Eligibility:Eligible participants include the top executives of the Company as designated by the President and CEO. Though subject to change at the discretion of the President and CEO, the initial positions include:
President and CEO Sr. EVP/Secretary & General Counsel
EVP/Chief Financial Officer EVP Insurance Operations
EVP Erie Family Life EVP Human Development & Leadership
Definitions:
Ownership: Shares of stock that an executive owns directly or beneficially (including shares owned by spouse or dependent children), restricted shares acquired through the Long-Term Incentive Plan, or savings plan shares (including 401(k) plans).
Base Salary: The executive’s annual base salary as of January 1, 2006.
Share Price: The average share price of Erie Indemnity Company stock for December, 2005.
Ownership Guidelines: The President and CEO must acquire shares of stock equal to 3 times base salary. All other specified executives must acquire shares of stock equal to 1.5 times their respective base salaries. All executives must reach these ownership levels within 3 years from the beginning of this program which commences on January 1, 2006.
Program Administration:
Program Administrator
The Program is to be administered by the Senior Vice President of Human Resources who also has the authority to adopt administrative procedures in connection with the Program. Only the President and CEO of the Company will have discretion to provide for situations or conditions not specifically provided for in this Program document but which are consistent with the overall purpose of the Program.
Program Term
This Program has a three-year term with annual review cycles. Based on the results of the annual reviews, the President and CEO may choose to amend the guidelines for the following year. At the end of the three-year term, the program will be reviewed with the Board of Directors for potential modifications prior to initiating the next three-year program.
Annual Reviews
In January of each year, executives will receive a “Tracking Status to Goal” Worksheet. This will provide a snapshot of current ownership levels, including most recent LTI payouts and 401(k) contributions. It will also advise them of the additional number of shares to be acquired within the remainder of the three-year time frame.
Also in January of each year, the Board of Directors and the President and CEO will receive a summary of all executives’ Tracking Status to Goal Worksheets. The President and CEO may use this information to make adjustments to the program or to discuss levels of ownership with other executives.
Recalibration
Status toward ownership goals will be reviewed at the end of the 3rd year.
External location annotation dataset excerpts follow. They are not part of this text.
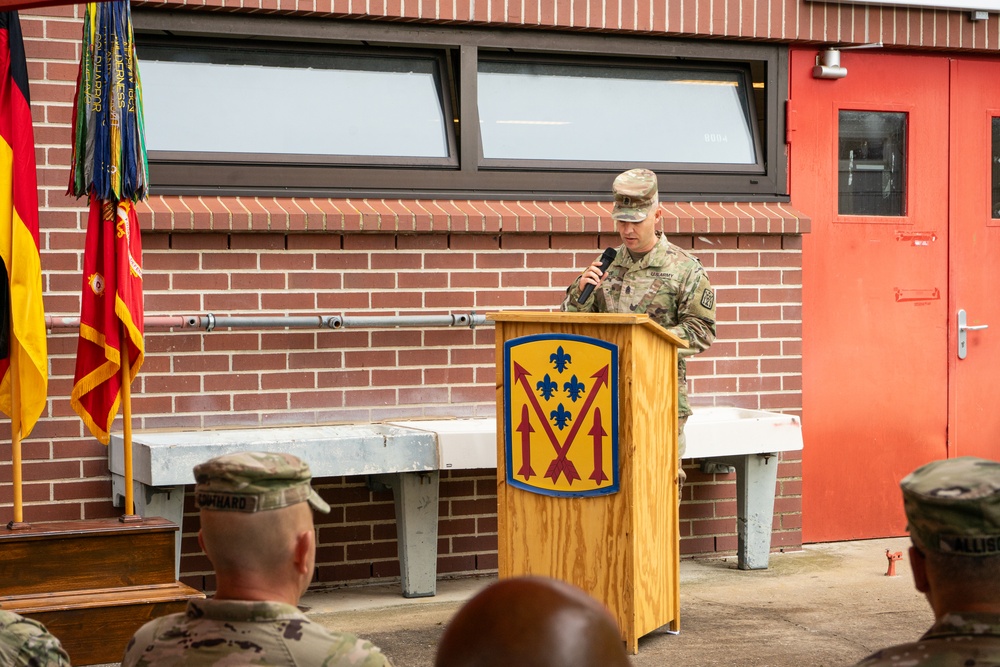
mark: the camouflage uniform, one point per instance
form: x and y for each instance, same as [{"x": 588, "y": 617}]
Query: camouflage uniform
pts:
[
  {"x": 953, "y": 509},
  {"x": 670, "y": 285},
  {"x": 25, "y": 642},
  {"x": 220, "y": 633},
  {"x": 957, "y": 639},
  {"x": 236, "y": 632}
]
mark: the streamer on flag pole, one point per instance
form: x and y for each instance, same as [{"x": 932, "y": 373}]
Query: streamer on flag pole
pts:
[{"x": 109, "y": 166}]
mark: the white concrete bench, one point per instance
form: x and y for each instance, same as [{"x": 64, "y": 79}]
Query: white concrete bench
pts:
[
  {"x": 406, "y": 460},
  {"x": 409, "y": 455},
  {"x": 725, "y": 439}
]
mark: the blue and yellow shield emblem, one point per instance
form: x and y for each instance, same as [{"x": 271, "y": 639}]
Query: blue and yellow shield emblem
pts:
[{"x": 561, "y": 414}]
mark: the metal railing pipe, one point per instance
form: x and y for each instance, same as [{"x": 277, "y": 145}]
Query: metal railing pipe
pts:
[{"x": 211, "y": 322}]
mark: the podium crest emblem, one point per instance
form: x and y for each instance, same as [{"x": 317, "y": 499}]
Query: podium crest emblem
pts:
[{"x": 561, "y": 414}]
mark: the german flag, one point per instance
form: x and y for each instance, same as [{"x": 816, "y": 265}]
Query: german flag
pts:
[{"x": 22, "y": 287}]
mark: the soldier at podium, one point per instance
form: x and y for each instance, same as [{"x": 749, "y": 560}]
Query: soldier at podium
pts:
[{"x": 650, "y": 275}]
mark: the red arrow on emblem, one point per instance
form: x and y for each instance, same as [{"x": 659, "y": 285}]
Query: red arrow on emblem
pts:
[
  {"x": 521, "y": 375},
  {"x": 560, "y": 464},
  {"x": 524, "y": 428},
  {"x": 598, "y": 432}
]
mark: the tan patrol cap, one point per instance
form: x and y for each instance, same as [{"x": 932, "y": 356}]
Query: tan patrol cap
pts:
[
  {"x": 635, "y": 193},
  {"x": 953, "y": 506},
  {"x": 254, "y": 482}
]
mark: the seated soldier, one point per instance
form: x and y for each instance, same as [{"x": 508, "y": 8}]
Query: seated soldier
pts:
[
  {"x": 532, "y": 622},
  {"x": 953, "y": 511},
  {"x": 257, "y": 529},
  {"x": 26, "y": 643}
]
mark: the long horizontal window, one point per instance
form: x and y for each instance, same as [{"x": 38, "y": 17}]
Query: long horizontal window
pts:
[
  {"x": 273, "y": 102},
  {"x": 331, "y": 108},
  {"x": 542, "y": 111}
]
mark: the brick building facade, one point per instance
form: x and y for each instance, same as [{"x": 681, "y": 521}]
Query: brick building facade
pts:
[{"x": 248, "y": 254}]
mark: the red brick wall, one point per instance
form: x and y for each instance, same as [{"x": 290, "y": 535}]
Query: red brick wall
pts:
[{"x": 237, "y": 378}]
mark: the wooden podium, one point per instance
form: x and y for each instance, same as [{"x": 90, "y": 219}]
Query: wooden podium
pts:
[{"x": 621, "y": 545}]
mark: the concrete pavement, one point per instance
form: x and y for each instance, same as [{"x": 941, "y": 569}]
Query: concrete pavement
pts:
[{"x": 827, "y": 605}]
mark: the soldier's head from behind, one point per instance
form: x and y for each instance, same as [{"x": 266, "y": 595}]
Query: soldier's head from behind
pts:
[
  {"x": 257, "y": 524},
  {"x": 637, "y": 208},
  {"x": 531, "y": 622},
  {"x": 953, "y": 514}
]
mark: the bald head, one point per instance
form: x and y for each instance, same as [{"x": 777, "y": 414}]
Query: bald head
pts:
[
  {"x": 260, "y": 556},
  {"x": 531, "y": 622}
]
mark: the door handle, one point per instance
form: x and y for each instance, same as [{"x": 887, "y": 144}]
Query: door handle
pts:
[{"x": 963, "y": 347}]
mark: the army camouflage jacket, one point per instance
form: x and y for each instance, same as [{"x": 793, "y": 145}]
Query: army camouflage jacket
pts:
[
  {"x": 234, "y": 632},
  {"x": 957, "y": 639},
  {"x": 25, "y": 642},
  {"x": 670, "y": 285}
]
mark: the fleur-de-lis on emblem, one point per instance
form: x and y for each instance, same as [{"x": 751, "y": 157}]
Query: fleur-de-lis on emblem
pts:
[
  {"x": 573, "y": 388},
  {"x": 546, "y": 387},
  {"x": 560, "y": 359},
  {"x": 561, "y": 417}
]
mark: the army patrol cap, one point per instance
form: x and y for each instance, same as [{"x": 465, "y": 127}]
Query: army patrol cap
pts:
[
  {"x": 953, "y": 506},
  {"x": 254, "y": 482},
  {"x": 635, "y": 194}
]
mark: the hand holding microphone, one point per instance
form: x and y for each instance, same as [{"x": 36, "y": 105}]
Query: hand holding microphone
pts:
[{"x": 607, "y": 257}]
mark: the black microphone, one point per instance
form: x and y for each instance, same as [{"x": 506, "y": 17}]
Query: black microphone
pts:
[{"x": 607, "y": 257}]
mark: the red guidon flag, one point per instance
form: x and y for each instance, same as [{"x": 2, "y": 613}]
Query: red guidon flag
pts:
[
  {"x": 22, "y": 284},
  {"x": 110, "y": 313}
]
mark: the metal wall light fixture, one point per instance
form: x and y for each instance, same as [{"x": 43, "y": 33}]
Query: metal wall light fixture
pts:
[
  {"x": 828, "y": 65},
  {"x": 828, "y": 61}
]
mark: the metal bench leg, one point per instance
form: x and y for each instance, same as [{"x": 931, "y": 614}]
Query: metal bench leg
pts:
[
  {"x": 416, "y": 497},
  {"x": 756, "y": 477},
  {"x": 166, "y": 502}
]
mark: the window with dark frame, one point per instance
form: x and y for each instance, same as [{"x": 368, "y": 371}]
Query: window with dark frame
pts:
[{"x": 323, "y": 109}]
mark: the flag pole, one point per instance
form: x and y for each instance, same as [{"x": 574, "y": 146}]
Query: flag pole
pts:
[
  {"x": 130, "y": 516},
  {"x": 15, "y": 435}
]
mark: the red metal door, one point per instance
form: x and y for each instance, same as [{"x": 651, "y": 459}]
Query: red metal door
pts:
[
  {"x": 875, "y": 320},
  {"x": 974, "y": 418}
]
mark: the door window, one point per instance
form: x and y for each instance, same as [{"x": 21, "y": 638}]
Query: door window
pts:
[
  {"x": 871, "y": 172},
  {"x": 995, "y": 161}
]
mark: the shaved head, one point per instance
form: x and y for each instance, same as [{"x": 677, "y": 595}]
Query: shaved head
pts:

The required ownership levels will be considered for revision at that time. Once guidelines are re-established for the next 3-year period, the shares owned as of 1/1/09 will be recalculated based on the then current base salary and the average share price of Erie Indemnity Company stock for December of 2008.
New Participants
Once this program is in place, ownership guidelines for any additional executives added to the program will be established by the President and CEO on a case-by-case basis.
Adopted by the Board of Directors of Erie Indemnity Company on December 13, 2005.